I am trying to implement the gradient descent algorithm using python and following is my code,
def grad_des(xvalues, yvalues, R=0.01, epsilon = 0.0001, MaxIterations=1000):
xvalues= np.array(xvalues)
yvalues = np.array(yvalues)
length = len(xvalues)
alpha = 1
beta = 1
converged = False
i=0
cost = sum([(alpha + beta*xvalues[i] - yvalues[i])**2 for i in range(length)]) / (2 * length)
start_time = time.time()
while not converged:
alpha_deriv = sum([(alpha + beta*xvalues[i] - yvalues[i]) for i in range(length)]) / (length)
beta_deriv = sum([(alpha + beta*xvalues[i] - yvalues[i])*xvalues[i] for i in range(length)]) / (length)
alpha = alpha - R * alpha_deriv
beta = beta - R * beta_deriv
new_cost = sum( [ (alpha + beta*xvalues[i] - yvalues[i])**2 for i in range(length)] ) / (2*length)
if abs(cost - new_cost) <= epsilon:
print 'Converged'
print 'Number of Iterations:', i
converged = True
cost = new_cost
i = i + 1
if i == MaxIterations:
print 'Maximum Iterations Exceeded'
converged = True
print "Time taken: " + str(round(time.time() - start_time,2)) + " seconds"
return alpha, beta
This code is working fine. But the problem is, it is taking more than 25 seconds for approximately for 600 iterations. I feel this is not efficient enough and I tried converting it to a array before doing the calculations. That did reduce the time from 300 to 25 seconds. Still I feel it can be reduced. Can anybody help me in improving this algorithm?
Thanks
The lowest hanging fruit that I can see is in vectorization. You have a lot of list comprehensions; they're faster than for loops but have nothing on proper usage of numpy arrays.

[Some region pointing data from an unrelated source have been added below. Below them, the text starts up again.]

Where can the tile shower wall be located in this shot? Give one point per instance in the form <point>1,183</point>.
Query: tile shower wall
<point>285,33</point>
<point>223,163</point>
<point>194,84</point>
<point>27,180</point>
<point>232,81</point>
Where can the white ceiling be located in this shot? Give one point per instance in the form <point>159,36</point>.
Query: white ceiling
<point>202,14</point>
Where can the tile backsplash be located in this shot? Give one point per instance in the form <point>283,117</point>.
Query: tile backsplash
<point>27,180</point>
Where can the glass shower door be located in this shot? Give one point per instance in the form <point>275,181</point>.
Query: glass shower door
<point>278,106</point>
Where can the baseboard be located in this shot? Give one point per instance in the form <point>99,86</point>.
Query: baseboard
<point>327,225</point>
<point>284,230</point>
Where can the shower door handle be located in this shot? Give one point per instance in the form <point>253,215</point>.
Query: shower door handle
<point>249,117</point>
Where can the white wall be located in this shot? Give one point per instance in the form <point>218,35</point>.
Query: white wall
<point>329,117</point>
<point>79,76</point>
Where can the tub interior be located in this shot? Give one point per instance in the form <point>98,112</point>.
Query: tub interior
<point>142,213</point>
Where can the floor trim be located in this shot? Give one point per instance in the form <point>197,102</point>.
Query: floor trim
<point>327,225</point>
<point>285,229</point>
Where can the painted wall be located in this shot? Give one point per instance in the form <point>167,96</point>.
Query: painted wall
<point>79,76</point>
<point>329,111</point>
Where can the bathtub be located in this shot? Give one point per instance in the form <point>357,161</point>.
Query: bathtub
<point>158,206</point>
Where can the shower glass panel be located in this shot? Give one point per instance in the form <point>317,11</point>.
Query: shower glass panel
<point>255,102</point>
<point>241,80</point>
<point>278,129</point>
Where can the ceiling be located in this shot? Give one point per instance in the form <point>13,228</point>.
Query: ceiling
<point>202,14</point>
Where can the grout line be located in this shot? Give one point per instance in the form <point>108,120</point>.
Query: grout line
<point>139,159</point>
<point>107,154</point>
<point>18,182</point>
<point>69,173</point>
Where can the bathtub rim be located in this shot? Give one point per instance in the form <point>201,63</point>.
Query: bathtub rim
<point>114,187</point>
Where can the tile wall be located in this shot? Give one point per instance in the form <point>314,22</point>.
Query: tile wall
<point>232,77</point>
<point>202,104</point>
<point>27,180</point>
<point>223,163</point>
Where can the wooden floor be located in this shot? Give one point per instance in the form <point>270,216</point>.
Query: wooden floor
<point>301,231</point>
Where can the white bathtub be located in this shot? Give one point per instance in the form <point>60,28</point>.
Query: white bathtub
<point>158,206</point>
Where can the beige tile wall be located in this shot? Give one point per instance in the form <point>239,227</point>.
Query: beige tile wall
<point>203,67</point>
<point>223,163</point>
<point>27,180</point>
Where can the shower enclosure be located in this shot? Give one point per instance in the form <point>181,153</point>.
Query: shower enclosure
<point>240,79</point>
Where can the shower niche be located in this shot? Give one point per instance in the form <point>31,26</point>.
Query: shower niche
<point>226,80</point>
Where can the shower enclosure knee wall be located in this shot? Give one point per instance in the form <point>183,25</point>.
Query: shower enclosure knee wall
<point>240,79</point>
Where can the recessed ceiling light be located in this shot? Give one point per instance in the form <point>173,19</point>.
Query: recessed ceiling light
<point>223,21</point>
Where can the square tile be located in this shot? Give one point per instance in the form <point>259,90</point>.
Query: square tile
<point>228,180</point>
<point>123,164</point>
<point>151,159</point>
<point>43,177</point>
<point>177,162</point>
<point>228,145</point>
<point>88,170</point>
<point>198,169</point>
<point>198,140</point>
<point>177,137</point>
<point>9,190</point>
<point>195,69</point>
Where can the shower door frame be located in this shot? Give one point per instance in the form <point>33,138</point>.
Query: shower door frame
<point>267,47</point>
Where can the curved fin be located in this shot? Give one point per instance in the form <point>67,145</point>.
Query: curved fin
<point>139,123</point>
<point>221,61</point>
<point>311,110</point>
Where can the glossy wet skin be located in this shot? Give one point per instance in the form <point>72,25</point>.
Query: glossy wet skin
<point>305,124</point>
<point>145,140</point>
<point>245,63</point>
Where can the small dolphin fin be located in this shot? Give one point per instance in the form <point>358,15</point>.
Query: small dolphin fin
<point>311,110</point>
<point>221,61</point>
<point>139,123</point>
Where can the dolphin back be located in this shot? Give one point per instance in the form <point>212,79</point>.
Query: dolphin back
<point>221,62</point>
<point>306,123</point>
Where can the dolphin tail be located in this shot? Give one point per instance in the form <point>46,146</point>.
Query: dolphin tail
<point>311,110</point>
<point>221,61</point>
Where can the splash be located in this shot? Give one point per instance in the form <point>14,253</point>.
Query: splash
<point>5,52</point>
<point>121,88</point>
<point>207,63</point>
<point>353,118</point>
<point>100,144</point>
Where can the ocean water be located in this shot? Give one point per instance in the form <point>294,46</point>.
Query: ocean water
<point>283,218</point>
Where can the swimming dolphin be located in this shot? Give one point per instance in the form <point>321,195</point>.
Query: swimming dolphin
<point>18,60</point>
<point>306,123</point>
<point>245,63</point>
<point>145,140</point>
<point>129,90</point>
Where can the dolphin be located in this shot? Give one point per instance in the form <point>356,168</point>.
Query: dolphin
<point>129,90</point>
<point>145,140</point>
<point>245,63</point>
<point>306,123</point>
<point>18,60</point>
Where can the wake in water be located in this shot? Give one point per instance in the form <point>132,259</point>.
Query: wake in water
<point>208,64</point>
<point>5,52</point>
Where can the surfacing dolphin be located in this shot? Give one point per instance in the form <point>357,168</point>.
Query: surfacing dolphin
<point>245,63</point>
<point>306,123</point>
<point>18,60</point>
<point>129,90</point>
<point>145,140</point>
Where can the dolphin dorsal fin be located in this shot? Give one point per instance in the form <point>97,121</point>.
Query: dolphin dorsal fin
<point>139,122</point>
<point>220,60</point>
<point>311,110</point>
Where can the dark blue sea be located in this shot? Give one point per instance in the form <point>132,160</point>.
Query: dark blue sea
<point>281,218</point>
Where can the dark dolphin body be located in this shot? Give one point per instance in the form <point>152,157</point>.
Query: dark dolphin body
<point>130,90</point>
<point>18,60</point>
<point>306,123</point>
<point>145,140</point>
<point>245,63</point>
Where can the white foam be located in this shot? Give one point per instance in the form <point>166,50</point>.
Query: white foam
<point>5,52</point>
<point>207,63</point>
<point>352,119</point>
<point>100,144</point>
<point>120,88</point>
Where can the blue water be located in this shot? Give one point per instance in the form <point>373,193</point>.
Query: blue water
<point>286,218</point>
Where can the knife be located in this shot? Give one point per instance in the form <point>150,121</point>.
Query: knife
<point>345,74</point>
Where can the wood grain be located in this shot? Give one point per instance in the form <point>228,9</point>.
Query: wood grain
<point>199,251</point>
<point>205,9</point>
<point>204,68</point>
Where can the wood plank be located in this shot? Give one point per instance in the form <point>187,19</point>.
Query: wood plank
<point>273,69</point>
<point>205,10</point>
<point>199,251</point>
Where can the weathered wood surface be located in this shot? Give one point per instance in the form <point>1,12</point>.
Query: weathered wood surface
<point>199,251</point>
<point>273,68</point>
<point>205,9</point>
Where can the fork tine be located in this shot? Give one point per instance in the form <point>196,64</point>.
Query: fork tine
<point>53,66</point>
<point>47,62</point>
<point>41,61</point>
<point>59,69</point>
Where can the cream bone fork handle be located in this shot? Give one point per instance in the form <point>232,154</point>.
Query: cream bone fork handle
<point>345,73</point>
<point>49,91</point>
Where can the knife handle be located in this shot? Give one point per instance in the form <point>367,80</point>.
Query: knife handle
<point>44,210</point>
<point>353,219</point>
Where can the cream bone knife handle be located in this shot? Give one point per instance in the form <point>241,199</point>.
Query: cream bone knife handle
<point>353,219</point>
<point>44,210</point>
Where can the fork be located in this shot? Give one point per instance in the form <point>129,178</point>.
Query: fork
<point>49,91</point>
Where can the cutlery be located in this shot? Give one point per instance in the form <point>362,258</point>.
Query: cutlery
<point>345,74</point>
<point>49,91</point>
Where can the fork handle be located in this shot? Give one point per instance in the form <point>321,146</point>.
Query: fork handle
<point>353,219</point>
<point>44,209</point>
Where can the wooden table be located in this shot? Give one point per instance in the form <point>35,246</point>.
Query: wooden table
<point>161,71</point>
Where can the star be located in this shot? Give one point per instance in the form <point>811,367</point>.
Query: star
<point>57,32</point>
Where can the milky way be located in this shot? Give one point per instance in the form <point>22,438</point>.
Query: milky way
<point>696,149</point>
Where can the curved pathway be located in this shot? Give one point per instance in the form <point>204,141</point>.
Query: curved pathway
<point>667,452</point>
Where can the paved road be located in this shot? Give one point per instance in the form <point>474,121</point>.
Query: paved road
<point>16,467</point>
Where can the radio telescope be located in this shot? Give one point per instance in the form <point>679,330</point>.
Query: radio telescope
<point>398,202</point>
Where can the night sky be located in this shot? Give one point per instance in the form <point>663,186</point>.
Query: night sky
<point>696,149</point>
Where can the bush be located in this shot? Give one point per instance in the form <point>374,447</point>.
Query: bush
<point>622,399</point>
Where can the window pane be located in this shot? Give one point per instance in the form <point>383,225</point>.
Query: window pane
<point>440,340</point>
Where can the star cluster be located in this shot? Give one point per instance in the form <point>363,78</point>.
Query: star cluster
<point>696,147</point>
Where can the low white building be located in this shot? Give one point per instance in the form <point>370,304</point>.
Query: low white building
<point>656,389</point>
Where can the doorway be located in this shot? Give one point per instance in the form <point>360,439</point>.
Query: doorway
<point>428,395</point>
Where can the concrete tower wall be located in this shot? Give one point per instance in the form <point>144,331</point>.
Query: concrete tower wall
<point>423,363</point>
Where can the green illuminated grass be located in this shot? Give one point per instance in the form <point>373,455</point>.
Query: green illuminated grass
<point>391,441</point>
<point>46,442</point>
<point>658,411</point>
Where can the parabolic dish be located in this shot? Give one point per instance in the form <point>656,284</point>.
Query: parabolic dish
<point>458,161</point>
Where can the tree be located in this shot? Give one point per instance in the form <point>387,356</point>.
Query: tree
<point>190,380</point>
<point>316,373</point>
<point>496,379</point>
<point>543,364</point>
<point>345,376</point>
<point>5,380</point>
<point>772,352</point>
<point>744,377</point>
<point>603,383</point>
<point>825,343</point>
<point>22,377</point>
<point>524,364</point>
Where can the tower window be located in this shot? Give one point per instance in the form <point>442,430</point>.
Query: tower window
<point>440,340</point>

def grad_des_vec(xvalues, yvalues, R=0.01, epsilon=0.0001, MaxIterations=1000):
xvalues = np.array(xvalues)
yvalues = np.array(yvalues)
length = len(xvalues)
alpha = 1
beta = 1
converged = False
i = 0
cost = np.sum((alpha + beta * xvalues - yvalues)**2) / (2 * length)
start_time = time.time()
while not converged:
alpha_deriv = np.sum(alpha + beta * xvalues - yvalues) / length
beta_deriv = np.sum(
(alpha + beta * xvalues - yvalues) * xvalues) / length
alpha = alpha - R * alpha_deriv
beta = beta - R * beta_deriv
new_cost = np.sum((alpha + beta * xvalues - yvalues)**2) / (2 * length)
if abs(cost - new_cost) <= epsilon:
print('Converged')
print('Number of Iterations:', i)
converged = True
cost = new_cost
i = i + 1
if i == MaxIterations:
print('Maximum Iterations Exceeded')
converged = True
print("Time taken: " + str(round(time.time() - start_time, 2)) + " seconds")
return alpha, beta
For comparison
In[47]: grad_des(xval, yval)
Converged
Number of Iterations: 198
Time taken: 0.66 seconds
Out[47]:
(0.28264882215511067, 0.53289263416071131)
In [48]: grad_des_vec(xval, yval)
Converged
Number of Iterations: 198
Time taken: 0.03 seconds
Out[48]:
(0.28264882215511078, 0.5328926341607112)
That's about a factor 20 speed up (xval and yval were both 1024 element arrays.).